[PATCH V13 00/28] Reset improvements

Alex Deucher alexander.deucher at amd.com
Tue Jul 1 18:44:23 UTC 2025


This set improves per queue reset support for a number of IPs.
When we reset the queue, the queue is lost so we need
to re-emit the unprocessed state from subsequent submissions.
This is handled in gfx/compute queues via switch buffer and
pipeline sync packets.  However, you can still end up with
parallel execution across queues.  For correctness in that
cause, enforce isolation needs to be enabled.  That can
impact certain use cases however and in most cases, the
guilty job is correctly identified even without enforce isolation.

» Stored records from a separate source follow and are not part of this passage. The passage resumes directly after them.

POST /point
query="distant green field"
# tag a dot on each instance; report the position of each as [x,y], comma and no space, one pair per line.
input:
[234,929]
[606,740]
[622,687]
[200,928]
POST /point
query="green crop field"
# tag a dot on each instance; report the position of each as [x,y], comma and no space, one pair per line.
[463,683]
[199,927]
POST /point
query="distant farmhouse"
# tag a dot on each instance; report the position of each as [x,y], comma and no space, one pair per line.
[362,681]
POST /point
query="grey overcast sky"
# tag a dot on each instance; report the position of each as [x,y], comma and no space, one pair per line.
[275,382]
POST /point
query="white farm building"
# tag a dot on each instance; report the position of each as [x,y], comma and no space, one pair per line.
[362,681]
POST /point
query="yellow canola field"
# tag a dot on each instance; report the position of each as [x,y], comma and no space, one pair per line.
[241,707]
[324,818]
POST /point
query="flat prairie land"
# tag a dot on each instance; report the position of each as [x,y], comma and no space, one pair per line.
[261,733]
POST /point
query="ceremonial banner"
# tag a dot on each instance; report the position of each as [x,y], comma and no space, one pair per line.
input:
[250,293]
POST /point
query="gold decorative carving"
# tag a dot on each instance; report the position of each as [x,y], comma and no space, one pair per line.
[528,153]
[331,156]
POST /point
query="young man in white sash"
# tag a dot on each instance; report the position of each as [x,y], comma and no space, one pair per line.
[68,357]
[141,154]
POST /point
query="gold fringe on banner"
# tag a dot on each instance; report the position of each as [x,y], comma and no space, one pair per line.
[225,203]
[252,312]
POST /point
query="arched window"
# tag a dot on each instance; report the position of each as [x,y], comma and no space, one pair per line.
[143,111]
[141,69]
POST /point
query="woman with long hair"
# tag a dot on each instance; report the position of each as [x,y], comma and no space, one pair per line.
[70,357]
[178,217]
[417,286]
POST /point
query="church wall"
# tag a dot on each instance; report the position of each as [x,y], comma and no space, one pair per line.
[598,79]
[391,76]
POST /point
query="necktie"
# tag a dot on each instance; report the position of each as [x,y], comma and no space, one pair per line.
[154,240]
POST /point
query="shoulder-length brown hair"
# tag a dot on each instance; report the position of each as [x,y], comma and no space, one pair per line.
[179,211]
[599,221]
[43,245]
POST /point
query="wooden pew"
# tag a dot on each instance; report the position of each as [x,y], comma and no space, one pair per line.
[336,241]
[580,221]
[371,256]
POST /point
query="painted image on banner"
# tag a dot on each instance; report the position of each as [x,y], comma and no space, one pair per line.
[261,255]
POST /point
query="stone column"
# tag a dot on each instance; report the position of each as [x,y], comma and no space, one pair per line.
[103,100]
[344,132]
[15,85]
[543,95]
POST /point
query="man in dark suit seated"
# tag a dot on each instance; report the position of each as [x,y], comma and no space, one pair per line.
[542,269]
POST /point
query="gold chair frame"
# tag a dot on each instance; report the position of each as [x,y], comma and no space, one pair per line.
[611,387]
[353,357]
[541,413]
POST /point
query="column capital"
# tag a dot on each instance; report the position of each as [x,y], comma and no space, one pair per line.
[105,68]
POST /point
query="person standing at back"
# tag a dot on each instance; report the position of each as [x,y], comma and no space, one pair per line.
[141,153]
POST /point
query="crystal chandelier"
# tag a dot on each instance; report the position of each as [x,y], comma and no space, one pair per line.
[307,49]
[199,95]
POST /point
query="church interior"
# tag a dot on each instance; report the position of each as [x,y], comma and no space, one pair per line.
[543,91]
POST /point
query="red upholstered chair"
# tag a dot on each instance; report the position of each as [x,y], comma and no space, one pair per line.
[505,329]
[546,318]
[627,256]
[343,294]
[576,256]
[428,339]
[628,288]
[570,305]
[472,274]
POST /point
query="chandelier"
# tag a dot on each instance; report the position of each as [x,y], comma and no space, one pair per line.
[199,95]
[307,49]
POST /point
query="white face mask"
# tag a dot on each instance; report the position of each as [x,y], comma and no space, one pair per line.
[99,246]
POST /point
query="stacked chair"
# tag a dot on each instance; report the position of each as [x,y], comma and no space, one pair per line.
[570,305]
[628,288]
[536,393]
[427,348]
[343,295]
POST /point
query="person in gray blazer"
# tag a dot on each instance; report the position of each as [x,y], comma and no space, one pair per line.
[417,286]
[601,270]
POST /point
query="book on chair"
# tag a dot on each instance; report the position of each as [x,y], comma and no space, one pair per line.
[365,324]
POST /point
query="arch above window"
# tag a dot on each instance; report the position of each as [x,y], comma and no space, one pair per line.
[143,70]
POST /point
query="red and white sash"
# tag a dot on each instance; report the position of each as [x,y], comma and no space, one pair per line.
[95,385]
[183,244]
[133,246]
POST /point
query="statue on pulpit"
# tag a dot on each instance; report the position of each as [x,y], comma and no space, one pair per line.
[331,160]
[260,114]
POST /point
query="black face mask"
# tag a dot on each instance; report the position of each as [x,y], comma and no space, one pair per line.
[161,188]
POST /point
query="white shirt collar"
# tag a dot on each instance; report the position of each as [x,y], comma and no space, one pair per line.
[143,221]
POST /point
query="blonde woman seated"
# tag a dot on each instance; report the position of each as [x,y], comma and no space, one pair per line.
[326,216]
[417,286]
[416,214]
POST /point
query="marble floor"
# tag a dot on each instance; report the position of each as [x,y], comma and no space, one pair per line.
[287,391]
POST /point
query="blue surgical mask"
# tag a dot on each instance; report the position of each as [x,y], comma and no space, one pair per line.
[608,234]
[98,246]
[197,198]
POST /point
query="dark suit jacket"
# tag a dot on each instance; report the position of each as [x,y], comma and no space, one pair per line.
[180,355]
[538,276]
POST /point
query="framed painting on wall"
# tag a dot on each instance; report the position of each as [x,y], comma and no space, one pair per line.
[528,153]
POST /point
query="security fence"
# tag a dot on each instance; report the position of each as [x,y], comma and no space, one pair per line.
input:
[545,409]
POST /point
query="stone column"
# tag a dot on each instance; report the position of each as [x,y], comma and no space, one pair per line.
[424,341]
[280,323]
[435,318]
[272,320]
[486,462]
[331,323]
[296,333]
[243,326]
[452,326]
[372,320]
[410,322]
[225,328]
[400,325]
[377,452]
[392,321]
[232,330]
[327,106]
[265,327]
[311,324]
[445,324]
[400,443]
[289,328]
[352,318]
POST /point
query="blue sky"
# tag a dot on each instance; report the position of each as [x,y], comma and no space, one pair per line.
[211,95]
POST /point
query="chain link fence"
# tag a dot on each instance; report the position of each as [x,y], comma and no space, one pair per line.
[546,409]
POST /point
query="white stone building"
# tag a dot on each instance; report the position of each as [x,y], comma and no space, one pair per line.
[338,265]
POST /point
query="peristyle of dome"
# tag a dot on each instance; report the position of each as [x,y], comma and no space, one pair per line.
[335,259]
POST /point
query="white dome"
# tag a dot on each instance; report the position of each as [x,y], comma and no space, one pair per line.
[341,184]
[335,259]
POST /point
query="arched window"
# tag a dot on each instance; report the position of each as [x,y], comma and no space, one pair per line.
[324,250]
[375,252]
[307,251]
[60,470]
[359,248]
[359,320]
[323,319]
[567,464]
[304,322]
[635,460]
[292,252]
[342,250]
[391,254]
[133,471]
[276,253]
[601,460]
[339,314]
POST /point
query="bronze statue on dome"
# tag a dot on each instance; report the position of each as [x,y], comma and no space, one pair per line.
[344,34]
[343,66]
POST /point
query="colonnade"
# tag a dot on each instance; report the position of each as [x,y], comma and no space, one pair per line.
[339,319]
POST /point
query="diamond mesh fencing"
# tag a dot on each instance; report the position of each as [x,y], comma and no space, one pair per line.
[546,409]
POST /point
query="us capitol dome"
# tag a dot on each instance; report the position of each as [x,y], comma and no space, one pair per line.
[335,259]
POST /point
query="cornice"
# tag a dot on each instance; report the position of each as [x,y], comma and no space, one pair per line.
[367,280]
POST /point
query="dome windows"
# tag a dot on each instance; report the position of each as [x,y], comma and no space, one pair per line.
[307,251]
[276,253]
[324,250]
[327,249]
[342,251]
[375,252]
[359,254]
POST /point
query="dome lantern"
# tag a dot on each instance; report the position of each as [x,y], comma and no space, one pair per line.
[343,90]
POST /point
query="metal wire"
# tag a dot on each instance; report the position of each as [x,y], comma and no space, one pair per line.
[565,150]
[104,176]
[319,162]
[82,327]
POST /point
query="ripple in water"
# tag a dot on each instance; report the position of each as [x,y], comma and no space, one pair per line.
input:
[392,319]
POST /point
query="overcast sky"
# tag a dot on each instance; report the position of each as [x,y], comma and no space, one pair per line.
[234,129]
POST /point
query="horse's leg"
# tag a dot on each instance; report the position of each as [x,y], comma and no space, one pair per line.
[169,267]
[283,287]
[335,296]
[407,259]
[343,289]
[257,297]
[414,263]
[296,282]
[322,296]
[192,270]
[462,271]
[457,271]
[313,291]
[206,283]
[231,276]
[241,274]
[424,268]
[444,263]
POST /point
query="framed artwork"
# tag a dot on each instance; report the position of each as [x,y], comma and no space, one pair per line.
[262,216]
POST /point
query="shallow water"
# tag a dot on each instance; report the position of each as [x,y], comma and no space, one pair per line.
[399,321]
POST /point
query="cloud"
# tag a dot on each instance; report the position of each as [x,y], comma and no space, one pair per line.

Tested on GC 10 and 11 chips with a game running and
then running hang tests.  The game pauses when the
hang happens, then continues after the queue reset.

The same approach is extended to SDMA and VCN.
They don't need enforce isolation because those engines
are single threaded so they always operate serially.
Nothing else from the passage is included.